The rotary support comprises a horizontal top panel, a vertical suspension plate and a motor seat plate, the horizontal top panel is fixed with the rotating shaft through bolts, the top surface of the vertical suspension plate is fixed with the bottom surface of the horizontal top panel through bolts, and the motor seat plate is fixed with the side surface of the vertical suspension plate through bolts.

The sawing device comprises a transmission mechanism, a sawing mechanism, a plurality of wedge belts and a belt shield, wherein the transmission mechanism is fixed on the motor base plate through bolts, the sawing mechanism is fixed on the vertical suspension plate through bolts, the plurality of wedge belts are connected with the transmission mechanism and the sawing mechanism and transmit rotation, and the belt shield covers the plurality of wedge belts and is fixed on the vertical suspension plate.

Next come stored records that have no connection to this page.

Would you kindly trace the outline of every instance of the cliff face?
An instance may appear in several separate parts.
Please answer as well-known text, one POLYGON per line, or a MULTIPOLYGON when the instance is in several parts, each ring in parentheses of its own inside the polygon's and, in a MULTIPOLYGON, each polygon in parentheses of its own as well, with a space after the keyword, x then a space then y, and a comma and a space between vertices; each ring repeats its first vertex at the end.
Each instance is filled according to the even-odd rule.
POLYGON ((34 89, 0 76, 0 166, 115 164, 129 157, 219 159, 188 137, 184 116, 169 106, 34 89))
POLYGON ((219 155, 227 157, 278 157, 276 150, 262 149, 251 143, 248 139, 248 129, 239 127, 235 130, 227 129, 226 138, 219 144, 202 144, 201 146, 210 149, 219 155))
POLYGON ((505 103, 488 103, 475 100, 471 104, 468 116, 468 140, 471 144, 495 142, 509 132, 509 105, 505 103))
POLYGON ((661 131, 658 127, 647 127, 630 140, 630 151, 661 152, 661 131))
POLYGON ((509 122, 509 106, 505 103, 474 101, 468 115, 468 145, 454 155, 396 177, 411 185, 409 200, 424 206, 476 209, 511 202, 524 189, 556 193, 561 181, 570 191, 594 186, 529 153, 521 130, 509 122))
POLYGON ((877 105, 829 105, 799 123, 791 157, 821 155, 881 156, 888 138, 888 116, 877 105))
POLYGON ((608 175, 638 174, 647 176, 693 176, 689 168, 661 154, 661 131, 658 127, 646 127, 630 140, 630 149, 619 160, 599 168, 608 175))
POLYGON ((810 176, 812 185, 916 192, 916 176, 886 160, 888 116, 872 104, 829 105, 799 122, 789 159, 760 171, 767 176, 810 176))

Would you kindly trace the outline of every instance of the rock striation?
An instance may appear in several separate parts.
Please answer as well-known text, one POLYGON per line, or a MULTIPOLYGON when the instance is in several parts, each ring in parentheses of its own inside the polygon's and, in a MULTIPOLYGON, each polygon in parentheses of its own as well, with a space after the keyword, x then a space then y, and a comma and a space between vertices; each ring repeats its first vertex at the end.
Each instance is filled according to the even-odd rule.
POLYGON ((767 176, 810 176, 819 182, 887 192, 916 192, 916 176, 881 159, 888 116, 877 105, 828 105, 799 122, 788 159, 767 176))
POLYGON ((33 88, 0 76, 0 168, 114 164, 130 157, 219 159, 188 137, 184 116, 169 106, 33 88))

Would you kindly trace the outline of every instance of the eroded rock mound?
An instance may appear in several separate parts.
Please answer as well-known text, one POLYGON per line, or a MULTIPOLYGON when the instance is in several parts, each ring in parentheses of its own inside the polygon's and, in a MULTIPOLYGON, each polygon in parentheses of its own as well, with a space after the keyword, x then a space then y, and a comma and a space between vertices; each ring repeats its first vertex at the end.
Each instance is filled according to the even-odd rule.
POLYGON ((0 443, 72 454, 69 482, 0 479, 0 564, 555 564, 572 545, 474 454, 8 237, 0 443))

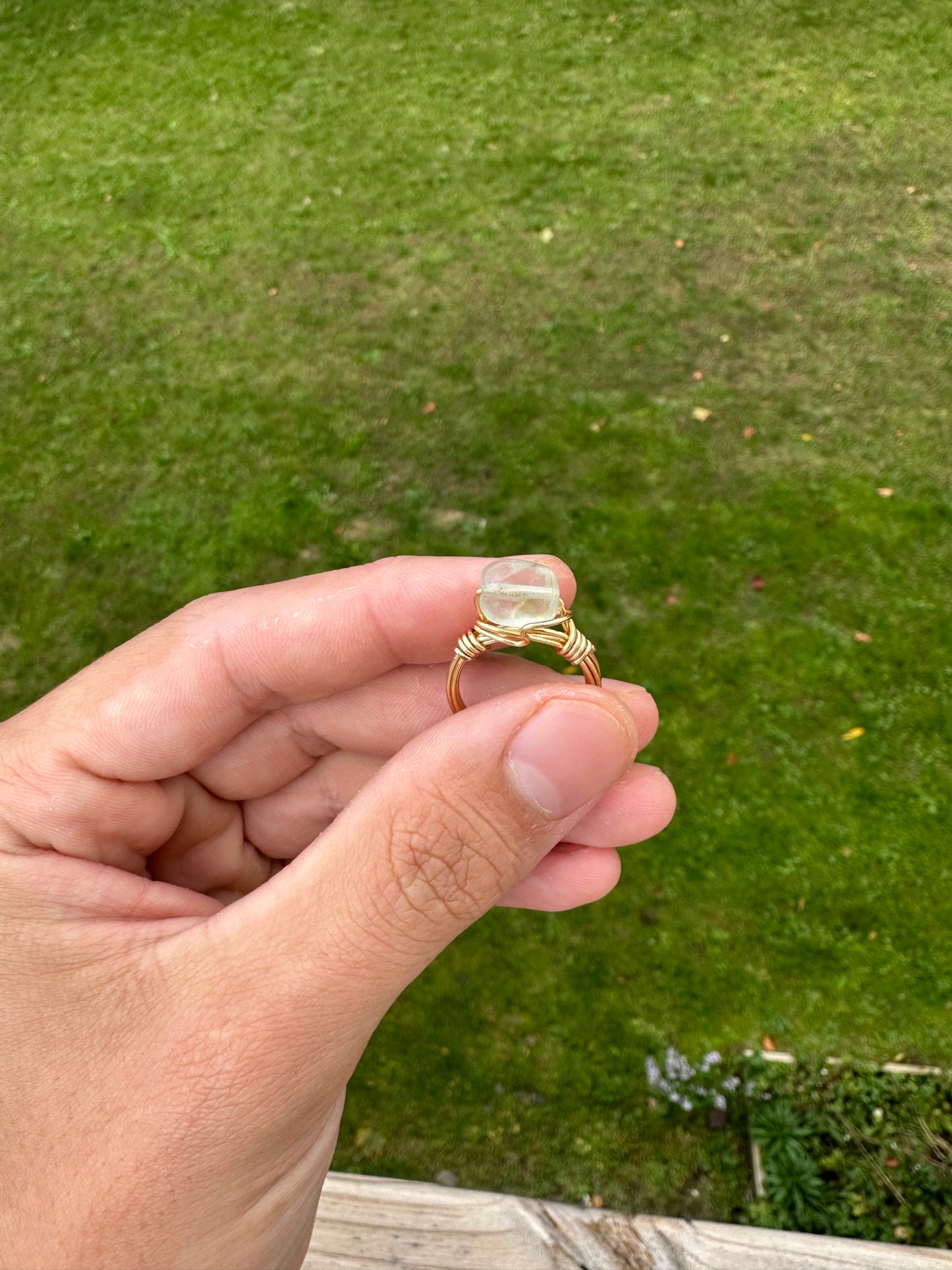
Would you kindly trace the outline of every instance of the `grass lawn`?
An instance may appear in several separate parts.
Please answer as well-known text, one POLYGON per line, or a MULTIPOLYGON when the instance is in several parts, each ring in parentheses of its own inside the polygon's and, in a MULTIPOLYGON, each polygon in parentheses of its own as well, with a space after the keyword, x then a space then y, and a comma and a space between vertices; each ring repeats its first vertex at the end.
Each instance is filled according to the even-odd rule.
POLYGON ((396 551, 560 552, 660 704, 673 826, 433 965, 338 1167, 730 1218, 647 1053, 948 1060, 949 57, 948 0, 0 0, 0 711, 396 551))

The transmission mechanism comprises a driving servo, a driving wheel gland and a motor shield, the driving servo is fixed on the motor base plate through a bolt, a central hole of the driving wheel is sleeved on the driving servo output shaft in an interference fit manner, the driving wheel gland is fixed on the outer end face of the driving servo output shaft through a bolt and tightly presses and locks the outer end face of the central hole of the driving wheel to prevent the driving wheel from axially falling off, and the motor shield is fixed on the rotary support and covers the driving servo.

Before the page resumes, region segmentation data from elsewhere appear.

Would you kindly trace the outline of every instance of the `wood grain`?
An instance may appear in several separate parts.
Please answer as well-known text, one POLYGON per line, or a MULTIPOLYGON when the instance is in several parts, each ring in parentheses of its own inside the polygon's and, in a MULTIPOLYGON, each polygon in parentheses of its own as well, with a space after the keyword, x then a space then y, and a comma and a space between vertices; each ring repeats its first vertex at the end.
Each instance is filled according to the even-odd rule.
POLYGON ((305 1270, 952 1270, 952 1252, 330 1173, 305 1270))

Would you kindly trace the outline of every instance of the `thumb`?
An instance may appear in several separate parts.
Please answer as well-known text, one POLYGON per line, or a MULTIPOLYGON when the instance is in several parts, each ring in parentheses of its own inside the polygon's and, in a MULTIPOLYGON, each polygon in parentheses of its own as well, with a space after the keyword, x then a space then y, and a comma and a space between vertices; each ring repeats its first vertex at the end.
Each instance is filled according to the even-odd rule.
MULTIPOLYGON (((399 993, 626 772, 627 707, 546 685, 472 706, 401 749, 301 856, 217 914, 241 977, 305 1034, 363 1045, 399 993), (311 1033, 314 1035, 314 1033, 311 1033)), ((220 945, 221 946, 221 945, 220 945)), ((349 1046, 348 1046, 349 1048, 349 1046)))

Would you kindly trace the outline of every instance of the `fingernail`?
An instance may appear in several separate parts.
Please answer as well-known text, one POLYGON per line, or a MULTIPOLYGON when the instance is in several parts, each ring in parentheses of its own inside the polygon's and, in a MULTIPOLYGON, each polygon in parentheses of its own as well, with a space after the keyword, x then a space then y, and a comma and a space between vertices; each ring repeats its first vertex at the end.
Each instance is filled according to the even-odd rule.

The saw cutting mechanism comprises a main shaft sleeve, a third bearing, a fourth bearing, a main shaft core, a spacer bush, a labyrinth cover, a pressing cover, a belt wheel, a pressing pad, a saw blade, an outer pressing cover and a saw blade protective cover, wherein the main shaft sleeve is fixed on the vertical suspension plate through bolts, the third bearing and the fourth bearing are respectively arranged at the left end and the right end of an inner cavity of the main shaft sleeve, the spacer bush is abutted against the third bearing and the fourth bearing, the pressing cover is fixed at the left end of the main shaft sleeve through bolts and tightly presses the third bearing at the left end, the main shaft core penetrates through the pressing cover, the third bearing, the spacer bush and the fourth bearing from left to right and then extends out of the right end of the main shaft sleeve to be inserted into interference fit with the central hole of the belt wheel and fixedly connected with the central hole of the belt wheel, the pressing pad is fixed on the right end surface of the main shaft core through bolts and tightly presses the belt wheel to prevent the belt wheel from axially moving out of the belt wheel, the labyrinth cover penetrates through the left end of the main shaft core and is rotatably connected with the screw-in the pressing cover through the left end of the main shaft core to prevent cooling liquid from penetrating through the surface of the main shaft core and tightly connected with the outer end of the labyrinth cover, the main shaft core to prevent the saw blade from axially pressing cover, the saw blade from penetrating through the outer end, the outer end of the main shaft cover and the main shaft cover, and the labyrinth cover to vertically connected with the main shaft cover, and the saw blade cover, and the outer end of the main shaft cover, and the main shaft cover, the saw blade cover, and the outer end of the main shaft cover.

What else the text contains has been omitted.